Hat er recht? Gibt es diesen Overheap-Speicher? Sprich: Benötigt die JVM beim Start deutlich mehr Speicher als wie im anschließenden Dauerbetrieb? So dass bei Start der Applikationen die 256MB kurzfristig überschritten werden?

Danke schon mal für euer Interesse.


----------



## Guest (5. Jun 2007)

hab ähnliche erfahrungen gemacht, java (ab 1.5.0) scheint beim start übermässig viel speicher zu reservieren, und wird dadurch auf vservern gekillt.
(fehlermeldung: 
Error occurred during initialization of VM
Could not reserve enough space for object heap
Could not create the Java virtual machine.
)

start mit java -Xmx64m behebt das problem (maximum von 64mb heapspeicher, evtl. auch mehr/weniger)


----------



## niteactive (5. Jun 2007)

Anonymous hat gesagt.:
			
		

> hab ähnliche erfahrungen gemacht, java (ab 1.5.0) scheint beim start übermässig viel speicher zu reservieren, und wird dadurch auf vservern gekillt.
> (fehlermeldung:
> Error occurred during initialization of VM
> Could not reserve enough space for object heap
> ...



jo war von mir der beitrag...


----------



## Pater (9. Sep 2007)

Hi@all,
erstmal vorstellen, ich bin der Pater 

Habe den Tread und einige mehr gelesen.
Habe auch das Problem zwecks Start der vm auf vserver Suse 10.0 
Mein vServer ist bei Webtropia: 
Dynamic Expert / cpu 1500 MHz / 512 MB Ram

Habe das java-1.5.0-sun-1.5.0_03 installiert.
Bei Eingabe von java -version kommt der oben genannte Fehler zwecks ungenügend Speicher.

Wenn ich nun "java -Xmx64m" eingebe, bekomme ich ordentliche Rückmeldung.
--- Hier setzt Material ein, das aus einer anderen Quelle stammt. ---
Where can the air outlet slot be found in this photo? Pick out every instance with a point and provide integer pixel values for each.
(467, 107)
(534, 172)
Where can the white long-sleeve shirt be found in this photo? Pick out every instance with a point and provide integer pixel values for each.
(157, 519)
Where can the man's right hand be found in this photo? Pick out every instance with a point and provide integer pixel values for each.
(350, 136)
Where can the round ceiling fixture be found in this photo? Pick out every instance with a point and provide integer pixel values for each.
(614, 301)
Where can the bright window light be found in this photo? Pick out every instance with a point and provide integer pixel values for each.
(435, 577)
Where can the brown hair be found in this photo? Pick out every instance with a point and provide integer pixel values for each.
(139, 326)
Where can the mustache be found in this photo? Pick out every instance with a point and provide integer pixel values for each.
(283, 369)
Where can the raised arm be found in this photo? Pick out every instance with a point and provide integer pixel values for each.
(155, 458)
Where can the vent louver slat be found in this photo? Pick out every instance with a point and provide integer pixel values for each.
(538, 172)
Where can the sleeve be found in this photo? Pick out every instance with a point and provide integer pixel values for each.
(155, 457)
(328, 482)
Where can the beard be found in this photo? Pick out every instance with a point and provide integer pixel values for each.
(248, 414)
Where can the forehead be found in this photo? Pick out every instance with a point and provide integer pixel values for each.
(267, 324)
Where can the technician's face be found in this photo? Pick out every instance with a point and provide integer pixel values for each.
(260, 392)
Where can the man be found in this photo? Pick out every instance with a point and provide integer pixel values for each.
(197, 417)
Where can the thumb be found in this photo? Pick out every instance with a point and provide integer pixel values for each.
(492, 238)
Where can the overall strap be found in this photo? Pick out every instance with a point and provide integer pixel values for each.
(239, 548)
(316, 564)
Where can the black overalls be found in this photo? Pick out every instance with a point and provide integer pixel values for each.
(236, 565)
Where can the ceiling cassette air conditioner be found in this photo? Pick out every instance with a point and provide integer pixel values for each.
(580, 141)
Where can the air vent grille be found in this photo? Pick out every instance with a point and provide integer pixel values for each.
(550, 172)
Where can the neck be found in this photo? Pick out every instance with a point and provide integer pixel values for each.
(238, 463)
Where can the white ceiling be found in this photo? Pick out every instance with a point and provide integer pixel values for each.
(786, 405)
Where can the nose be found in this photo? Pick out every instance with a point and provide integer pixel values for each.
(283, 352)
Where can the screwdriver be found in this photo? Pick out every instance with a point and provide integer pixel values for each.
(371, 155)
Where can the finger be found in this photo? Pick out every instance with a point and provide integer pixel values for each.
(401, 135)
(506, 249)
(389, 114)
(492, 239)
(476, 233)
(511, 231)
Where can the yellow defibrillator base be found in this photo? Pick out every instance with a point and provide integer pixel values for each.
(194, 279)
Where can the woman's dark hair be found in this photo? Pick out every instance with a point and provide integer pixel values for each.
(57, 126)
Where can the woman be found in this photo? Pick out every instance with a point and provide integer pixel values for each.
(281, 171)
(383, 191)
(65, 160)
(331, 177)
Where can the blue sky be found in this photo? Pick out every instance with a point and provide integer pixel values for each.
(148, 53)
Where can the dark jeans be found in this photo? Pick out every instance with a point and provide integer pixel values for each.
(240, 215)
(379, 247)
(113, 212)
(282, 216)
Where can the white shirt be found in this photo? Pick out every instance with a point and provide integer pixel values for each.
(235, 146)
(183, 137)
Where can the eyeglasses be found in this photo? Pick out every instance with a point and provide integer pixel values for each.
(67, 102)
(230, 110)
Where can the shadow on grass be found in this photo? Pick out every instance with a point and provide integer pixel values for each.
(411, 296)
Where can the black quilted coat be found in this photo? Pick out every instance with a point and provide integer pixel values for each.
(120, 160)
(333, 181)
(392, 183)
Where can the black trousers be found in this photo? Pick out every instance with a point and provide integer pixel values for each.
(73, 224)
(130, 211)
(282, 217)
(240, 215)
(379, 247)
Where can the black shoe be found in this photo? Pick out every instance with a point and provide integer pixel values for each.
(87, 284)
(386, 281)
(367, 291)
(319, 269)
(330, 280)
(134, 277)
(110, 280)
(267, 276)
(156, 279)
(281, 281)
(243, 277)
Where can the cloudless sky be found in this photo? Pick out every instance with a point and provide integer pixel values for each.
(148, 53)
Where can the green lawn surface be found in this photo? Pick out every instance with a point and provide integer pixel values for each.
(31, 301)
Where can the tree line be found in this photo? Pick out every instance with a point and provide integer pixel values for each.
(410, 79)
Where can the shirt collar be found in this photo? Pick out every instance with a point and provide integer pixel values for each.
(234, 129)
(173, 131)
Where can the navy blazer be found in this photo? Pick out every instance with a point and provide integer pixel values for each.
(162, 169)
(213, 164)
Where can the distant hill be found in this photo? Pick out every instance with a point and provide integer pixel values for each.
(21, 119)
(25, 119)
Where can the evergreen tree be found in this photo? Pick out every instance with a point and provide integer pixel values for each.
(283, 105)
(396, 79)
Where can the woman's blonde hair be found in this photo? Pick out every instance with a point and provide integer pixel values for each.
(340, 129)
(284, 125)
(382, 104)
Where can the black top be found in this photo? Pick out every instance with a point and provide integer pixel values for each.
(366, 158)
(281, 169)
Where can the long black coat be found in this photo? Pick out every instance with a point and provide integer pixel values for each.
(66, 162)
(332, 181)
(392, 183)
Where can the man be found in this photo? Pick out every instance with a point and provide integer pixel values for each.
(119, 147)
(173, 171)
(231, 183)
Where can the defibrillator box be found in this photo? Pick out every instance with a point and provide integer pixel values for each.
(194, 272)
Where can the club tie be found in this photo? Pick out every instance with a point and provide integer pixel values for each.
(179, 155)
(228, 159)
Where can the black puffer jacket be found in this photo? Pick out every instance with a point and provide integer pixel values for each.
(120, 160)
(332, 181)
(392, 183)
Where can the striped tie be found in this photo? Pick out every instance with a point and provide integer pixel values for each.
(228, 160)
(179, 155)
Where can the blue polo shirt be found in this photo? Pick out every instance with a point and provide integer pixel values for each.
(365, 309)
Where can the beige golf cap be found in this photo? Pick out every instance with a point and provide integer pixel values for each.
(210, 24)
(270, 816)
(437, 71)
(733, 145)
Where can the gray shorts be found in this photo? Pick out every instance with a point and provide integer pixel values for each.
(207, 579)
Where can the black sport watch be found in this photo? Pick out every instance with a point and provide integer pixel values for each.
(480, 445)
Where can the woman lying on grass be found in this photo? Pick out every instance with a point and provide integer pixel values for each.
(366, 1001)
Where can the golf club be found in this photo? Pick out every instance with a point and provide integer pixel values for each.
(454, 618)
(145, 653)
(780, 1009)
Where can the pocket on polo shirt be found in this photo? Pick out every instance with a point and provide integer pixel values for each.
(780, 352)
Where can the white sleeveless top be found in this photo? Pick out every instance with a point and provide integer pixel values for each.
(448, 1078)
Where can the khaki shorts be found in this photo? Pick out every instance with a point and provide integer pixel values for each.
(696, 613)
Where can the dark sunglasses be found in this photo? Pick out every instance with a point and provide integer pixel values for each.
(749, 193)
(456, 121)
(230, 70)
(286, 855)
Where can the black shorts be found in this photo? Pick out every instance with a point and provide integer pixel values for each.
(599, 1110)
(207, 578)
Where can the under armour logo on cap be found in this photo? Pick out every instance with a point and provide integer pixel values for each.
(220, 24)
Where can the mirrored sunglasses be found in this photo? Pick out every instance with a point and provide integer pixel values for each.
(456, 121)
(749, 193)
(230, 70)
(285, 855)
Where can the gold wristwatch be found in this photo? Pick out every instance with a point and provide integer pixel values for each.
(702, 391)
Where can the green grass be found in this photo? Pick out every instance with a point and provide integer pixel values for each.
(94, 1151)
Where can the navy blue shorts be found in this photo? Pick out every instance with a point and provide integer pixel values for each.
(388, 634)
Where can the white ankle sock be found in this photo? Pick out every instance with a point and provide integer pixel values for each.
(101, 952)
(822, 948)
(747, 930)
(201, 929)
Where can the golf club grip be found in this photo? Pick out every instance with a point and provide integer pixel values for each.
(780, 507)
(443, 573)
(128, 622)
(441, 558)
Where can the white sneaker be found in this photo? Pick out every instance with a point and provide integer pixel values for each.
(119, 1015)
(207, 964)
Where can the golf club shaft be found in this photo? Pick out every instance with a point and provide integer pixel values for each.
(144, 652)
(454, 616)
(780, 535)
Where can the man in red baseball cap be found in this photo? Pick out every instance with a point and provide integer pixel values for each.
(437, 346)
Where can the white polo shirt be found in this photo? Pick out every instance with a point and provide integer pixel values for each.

Wenn ich danach wieder java -version eingebe, kommt wieder Fehlermeldung zwecks ungenügend Speicher.

Nun denke ich, dass das java mit 64mb lauffähig sein könnte.

Wo kann ich nun eingeben, das java imnmer nur mit 64mb startet?

Sorry, hab von java kaum Plan.

Hoffe, das Problem wurde schon gelöst, habe leider im www keinerlei Lösung gefunden.

LG  PAtER


----------